Hey guys, I’m having an issue about CSP rules on my netlify app.
I’m trying to use the CDN from tailwind on my website, and on development it works fine, but when I deploy to netlify, it says the cdn has been blocked by CSP policy.
I already have the CDN URL on the _headers
file, but it didin’t make any difference at all.

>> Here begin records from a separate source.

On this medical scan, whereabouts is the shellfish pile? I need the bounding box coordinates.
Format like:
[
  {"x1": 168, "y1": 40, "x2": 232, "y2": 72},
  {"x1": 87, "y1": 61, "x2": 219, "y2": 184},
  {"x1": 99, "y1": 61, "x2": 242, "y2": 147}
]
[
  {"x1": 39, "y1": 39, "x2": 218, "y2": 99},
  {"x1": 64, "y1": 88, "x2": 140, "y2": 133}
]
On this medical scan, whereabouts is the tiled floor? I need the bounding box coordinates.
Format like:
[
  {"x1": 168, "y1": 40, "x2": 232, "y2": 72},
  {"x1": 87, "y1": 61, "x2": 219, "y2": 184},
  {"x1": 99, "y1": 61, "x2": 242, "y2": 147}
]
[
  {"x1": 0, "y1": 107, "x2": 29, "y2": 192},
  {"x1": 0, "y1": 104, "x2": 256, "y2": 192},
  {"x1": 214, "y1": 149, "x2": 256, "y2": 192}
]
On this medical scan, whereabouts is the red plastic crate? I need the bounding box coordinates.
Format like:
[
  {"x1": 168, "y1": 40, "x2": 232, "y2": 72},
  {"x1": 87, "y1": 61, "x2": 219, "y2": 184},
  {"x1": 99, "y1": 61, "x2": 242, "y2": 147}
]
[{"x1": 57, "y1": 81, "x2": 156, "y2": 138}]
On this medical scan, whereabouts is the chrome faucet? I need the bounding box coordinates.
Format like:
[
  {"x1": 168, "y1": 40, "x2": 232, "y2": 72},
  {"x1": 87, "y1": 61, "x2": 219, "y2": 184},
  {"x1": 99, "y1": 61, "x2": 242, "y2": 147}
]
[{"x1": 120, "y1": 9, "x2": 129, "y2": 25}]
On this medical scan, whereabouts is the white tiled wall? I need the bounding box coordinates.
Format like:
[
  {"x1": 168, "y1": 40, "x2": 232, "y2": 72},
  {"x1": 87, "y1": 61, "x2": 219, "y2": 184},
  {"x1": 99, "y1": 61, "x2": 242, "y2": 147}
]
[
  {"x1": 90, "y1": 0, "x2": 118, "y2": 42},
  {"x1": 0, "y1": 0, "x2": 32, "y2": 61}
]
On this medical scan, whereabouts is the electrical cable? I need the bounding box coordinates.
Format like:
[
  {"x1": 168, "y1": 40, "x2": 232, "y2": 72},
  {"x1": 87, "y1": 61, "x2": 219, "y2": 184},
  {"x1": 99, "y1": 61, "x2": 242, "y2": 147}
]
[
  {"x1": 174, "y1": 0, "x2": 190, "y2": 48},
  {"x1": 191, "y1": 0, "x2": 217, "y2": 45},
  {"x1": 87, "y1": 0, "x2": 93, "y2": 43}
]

this is how i did the setup my _headers
file:
/*
Strict-Transport-Security: max-age=63072000; includeSubdomains; preload
Content-Security-Policy: default-src https: 'self' *.netlify.app; connect-src 'self' 'unsafe-inline' https://accounts.google.com/gsi/* https://google.com/pagead/* https://google.com/ccm/* https:// bat.bing.com/* https://google.com/* https://app-cdn.clickup.com/* https://forms.clickup.com/* *.clarity.ms *.googleadservices.com *.bing.com connect.facebook.net *.facebook.net snap.licdn.com *.ads.linkedin.com *.adsymptotic.com https://cdn.tailwindcss.com/cdn.linkedin.oribi.io * .facebook.com analytics.google.com *.google-analytics.com *.analytics.google.com *.googletagmanager.com *.g.doubleclick.net *.google.com *.google.com.br gap: ws :* *.fontawesome.com *.seguroviagem.srv.br *.w3.org cdnjs.cloudflare.com *.cloudfront.net *.amazonaws.com *.ampproject.org bat.bing.com; font-src 'self' a1.seguroviagem.srv.br *.seguroviagem.srv.br fonts.gstatic.com cdnjs.cloudflare.com *.cloudflare.com; frame-src https://accounts.google.com/gsi/ *.google.com *.facebook.com *.bing.com *.youtube.com *.instagram.com; img-src 'self' data: blob: realcms2021.s3.sa-east-1.amazonaws.com *.facebook.com *.clarity.ms *.linkedin.com *.bing.com snap.licdn.com *. ads.linkedin.com *.adsymptotic.com *.seguroviagem.srv.br *.amazonaws.com *.w3.org *.cloudfront.net i.ytimg.com *.google-analytics.com *.analytics.google. with *.googletagmanager.com *.g.doubleclick.net *.google.com *.google.com.br; script-src https://accounts.google.com/gsi/client https://bat.bing.com/ https://google.com/pagead https://google.com/ccm https: 'self' ' unsafe-inline' 'unsafe-eval' blob: *.seguroviagem.srv.br *.google.com google.com *.cloudfront.net snap.licdn.com analytics.google.com *.bing.com 'unsafe-inline ' https://www.googletagmanager.com; style-src https://accounts.google.com/gsi/style https://cdn.tailwindcss.com/ https: 'self' 'unsafe-inline' blob: *.seguroviagem.srv.br; frame-ancestors 'self';
Permissions-Policy: accelerometer=(), autoplay=(), camera=(), encrypted-media=(), fullscreen=(self), geolocation=*, gyroscope=(), magnetometer=(), microphone=() , midi=(), payment=(), picture-in-picture=(), sync-xhr=(), usb=()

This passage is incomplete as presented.